Lupatria I can't believe your U3A is £47, our is £20 because it's new, and people complain because others nearby are only £15. It might be worth checking to see if you have another one near you.

Luckylegs9 Wed 02-Dec-15 15:37:39

That seems such a lot for the U3A, ours is £10 and we pay at each meeting too. If it us a way of getting out and that us what it costs it only works out at under a £1.00 per week and you might get such a lot out if it. For me it has been invaluable to be with others on their own when all my friends were coming up to retiring with their husbands.

Sugarpufffairy Wed 02-Dec-15 16:06:13

I think U3A is only in certain parts of the UK. I cant find any near me or even a fair bit from me.

Luckygirl Wed 02-Dec-15 16:23:41

There wasn't one near us - so we started one up! That's how they spread. If you contact the central U3A they will tell you how best to go about it.

Faye Wed 02-Dec-15 22:14:40

I could relate to your post Sugarpuff I had the same experience when I was in my early forties. A very pleasant single man I had previously worked with and got on well with went to give me a hug one day when we met on the street. I stiffened and stepped back, his face dropped. I felt terrible, it wasn't him it was me. I believe it was from having no physical contact with anyone besides hugging my children that made me react in that way. My marriage had broken up a few years earlier.

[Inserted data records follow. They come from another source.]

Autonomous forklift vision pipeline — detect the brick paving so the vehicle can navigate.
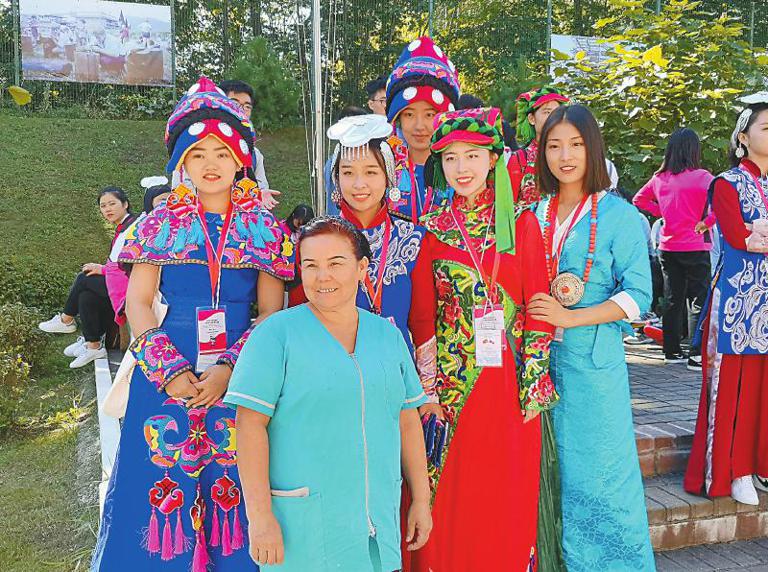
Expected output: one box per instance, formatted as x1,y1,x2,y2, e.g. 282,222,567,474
656,538,768,572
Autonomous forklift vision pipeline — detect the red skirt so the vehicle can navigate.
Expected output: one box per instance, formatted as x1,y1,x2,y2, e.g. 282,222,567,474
403,368,541,572
683,292,768,497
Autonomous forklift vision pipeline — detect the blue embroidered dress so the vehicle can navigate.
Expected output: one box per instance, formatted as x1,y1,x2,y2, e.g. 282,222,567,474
91,199,293,572
537,194,655,572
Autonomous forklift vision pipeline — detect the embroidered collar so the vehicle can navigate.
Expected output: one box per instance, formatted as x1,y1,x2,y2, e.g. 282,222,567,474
341,199,389,229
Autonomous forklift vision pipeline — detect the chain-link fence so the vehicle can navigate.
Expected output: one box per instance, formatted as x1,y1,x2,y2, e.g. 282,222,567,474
0,0,768,115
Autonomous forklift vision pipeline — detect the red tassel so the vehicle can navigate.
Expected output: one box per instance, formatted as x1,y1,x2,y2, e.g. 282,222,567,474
192,531,210,572
211,505,219,546
160,514,173,560
173,509,187,554
232,507,245,550
147,507,160,554
221,513,232,556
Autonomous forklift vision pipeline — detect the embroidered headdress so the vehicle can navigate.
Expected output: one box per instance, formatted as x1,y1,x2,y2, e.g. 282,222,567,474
431,107,515,252
387,36,460,121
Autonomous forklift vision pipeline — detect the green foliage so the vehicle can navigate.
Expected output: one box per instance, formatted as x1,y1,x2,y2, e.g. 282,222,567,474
0,303,50,366
553,0,768,188
227,38,301,131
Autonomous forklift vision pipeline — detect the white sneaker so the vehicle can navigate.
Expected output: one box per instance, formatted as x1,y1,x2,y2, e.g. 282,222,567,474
64,336,85,357
752,475,768,493
37,314,77,334
69,345,106,370
731,475,760,506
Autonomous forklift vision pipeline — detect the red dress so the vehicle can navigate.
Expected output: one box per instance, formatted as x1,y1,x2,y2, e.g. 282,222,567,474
403,188,558,572
684,160,768,497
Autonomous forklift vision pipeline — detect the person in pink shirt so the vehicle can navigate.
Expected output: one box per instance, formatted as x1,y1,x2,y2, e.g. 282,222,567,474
632,128,715,370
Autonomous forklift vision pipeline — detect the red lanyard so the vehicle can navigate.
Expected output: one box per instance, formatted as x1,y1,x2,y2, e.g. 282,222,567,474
451,204,500,303
546,195,590,282
363,215,392,315
197,202,234,308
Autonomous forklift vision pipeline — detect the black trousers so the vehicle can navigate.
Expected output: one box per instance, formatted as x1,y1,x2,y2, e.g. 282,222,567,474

I was like that for a few years, I turned down dates from some very nice men. I think it was my lack of confidence with men, having only one brother, only female cousins and going to an all girls school and marrying the man I met when I was sixteen. I eventually got past it and if someone gave me a hug now it wouldn't bother me at all.

I never used to hug my brother when we met up and we get on well, though I made the effort a few years ago and hug him now when I see him. He is the only other adult family member I spend any time with nowadays. I often think we are a product of our upbringing.